Setup

library(imager)
library(wordcloud2)
library(tidyverse)
library(dplyr)
library(plotly)

data <- data.frame(read.csv('../data/cleaned-womens-shoe-prices.csv'))

How many shoes are there in the dataset?

nrow(data)
## [1] 4555

How many brands?

data %>% 
  select(brand) %>%
  unique() %>%
  nrow
## [1] 967

What are these brands?

Make a wordcloud to have a brief overview. The bigger the word is, the more shoes the brand has in this dataset.

df.wc <- data %>% 
  select(brand, price.avg) %>%
  group_by(brand) %>%
  dplyr::summarise(n = n()) %>%
  arrange(desc(n))

wordcloud2(df.wc)

We can see some familiar names, such as the huge Nine West, Puma, etc, though there appears to be just a few UGG shoes in this dataset.

What are the expensive brands?

data %>% 
  group_by(brand) %>%
  dplyr::summarise(price = mean(price.avg, rm.na=true)) %>%
  filter(price > 100) %>%
  arrange(desc(price)) %>%
  top_n(30) %>%
  ggplot(mapping = aes(x=reorder(brand, price), y=price)) + 
    geom_bar(stat = "identity", aes(fill=price)) +
    theme_light() +
    coord_flip() +
    labs(title="Expensive brands", x="Brand", y="Mean Price (USD)")
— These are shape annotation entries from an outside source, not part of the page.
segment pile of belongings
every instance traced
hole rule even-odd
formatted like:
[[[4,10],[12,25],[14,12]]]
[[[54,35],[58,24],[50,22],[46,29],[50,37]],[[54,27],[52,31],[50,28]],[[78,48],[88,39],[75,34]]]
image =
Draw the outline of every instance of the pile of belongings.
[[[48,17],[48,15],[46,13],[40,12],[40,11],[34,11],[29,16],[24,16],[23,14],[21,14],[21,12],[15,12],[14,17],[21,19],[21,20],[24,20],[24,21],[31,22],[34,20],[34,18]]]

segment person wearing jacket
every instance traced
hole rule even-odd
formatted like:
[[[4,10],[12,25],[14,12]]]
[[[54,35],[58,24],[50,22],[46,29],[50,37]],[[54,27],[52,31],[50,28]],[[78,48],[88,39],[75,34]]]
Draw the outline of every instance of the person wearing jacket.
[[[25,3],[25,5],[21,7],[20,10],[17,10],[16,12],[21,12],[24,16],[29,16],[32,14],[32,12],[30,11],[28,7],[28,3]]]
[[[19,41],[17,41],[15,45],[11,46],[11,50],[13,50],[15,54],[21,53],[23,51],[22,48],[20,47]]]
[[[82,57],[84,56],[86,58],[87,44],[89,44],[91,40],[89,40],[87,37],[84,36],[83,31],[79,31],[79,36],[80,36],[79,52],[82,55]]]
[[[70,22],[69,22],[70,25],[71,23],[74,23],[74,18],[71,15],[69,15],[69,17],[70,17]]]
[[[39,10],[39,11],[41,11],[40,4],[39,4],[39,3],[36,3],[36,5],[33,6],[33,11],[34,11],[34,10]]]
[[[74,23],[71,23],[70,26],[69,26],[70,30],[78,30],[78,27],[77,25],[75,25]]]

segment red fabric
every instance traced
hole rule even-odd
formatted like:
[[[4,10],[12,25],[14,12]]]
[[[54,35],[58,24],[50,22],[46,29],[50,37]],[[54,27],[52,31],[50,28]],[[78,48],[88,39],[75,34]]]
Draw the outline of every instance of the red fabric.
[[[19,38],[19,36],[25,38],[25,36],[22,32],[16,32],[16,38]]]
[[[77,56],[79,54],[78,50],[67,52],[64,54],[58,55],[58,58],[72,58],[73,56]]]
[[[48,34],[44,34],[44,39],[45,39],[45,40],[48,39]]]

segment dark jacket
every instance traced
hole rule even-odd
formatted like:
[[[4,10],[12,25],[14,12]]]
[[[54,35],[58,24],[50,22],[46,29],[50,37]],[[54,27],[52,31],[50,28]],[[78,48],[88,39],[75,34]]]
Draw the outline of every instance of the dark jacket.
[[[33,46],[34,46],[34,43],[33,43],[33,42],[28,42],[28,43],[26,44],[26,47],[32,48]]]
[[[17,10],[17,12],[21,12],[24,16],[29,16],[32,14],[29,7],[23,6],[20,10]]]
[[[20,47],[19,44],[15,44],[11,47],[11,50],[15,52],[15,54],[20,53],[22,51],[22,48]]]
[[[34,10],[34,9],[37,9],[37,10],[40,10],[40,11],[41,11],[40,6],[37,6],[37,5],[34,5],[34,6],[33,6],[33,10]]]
Top 5 are over $1000, and top 40 are over $500.

How about the cheaper ones?

data %>% 
  group_by(brand) %>%
  dplyr::summarise(price = mean(price.avg, rm.na=true)) %>%
  filter(price < 50) %>%
  arrange(desc(price)) %>%
  top_n(-30) %>%
  ggplot(mapping = aes(x=reorder(brand, price), y=price)) + 
    geom_bar(stat = "identity", aes(fill=price)) +
    theme_light() +
    scale_colour_gradient() +
    coord_flip() +
    labs(title="Cheap brands", x="Brand", y="Mean Price (USD)")
## Selecting by price

Kensie has $1 shoes!!!

We just saw the mean price for each brand, but how about the prices for individual shoes?

Plot the distribution of the shoe prices in this dataset.

plot_ly(data, x = ~price.avg, type = "histogram")

There is a pair of $2000+ shoes. What does it look like? It will be figured out as we further explore the distributions for the brands, rather than the mean prices.

Price distribution for each brand?

data %>%
  plot_ly(x = ~price.avg, y = ~as.character(brand), type = "scatter", alpha = 0.5)
## No scatter mode specifed:
##   Setting the mode to markers
##   Read more about this attribute -> https://plot.ly/r/reference/#scatter-mode
data %>%
  ggplot(aes(x=price.avg, y=as.character(brand))) + geom_point(alpha=0.5)

(Note: Originally plotly was used to create interactive visualizations, but the charts are not showing in html, thus later ggplot was used instead.)

The $2000+ shoes are Gucci. By zooming in and out, some other facts can be revealed, e.g., the prices of Ralph Lauren’s shoes are very spread-out.

Expensive brands prices?

expensive_brands <- data %>% 
  group_by(brand) %>%
  dplyr::summarise(price = mean(price.avg, rm.na=true)) %>%
  filter(price > 100) %>%
  arrange(desc(price)) %>%
  top_n(30)
## Selecting by price
data %>%
  filter(brand %in% expensive_brands$brand) %>%
  ggplot(aes(x=price.avg, y=as.character(brand))) + geom_point(alpha=0.5)

The top brands are indeed expensive, of which the prices range from $230 to $2300.

Expensive brands prices?

cheap_brands <- data %>% 
  group_by(brand) %>%
  dplyr::summarise(price = mean(price.avg, rm.na=true)) %>%
  filter(price < 100) %>%
  arrange(desc(price)) %>%
  top_n(-30)
## Selecting by price
data %>%
  filter(brand %in% cheap_brands$brand) %>%
  ggplot(aes(x=price.avg, y=as.character(brand))) + geom_point(alpha=0.5)

Cheap brands’s prices range from $1 to $14.

What do these expensive or cheap shoes look like?

An interactive visualization based on D3 was made to better display shoes details, including images, color choices, etc. The intended purpose of the d3 vis is not to show a discovered trend, but to support (maybe can also encourage) a user to further explore the dataset.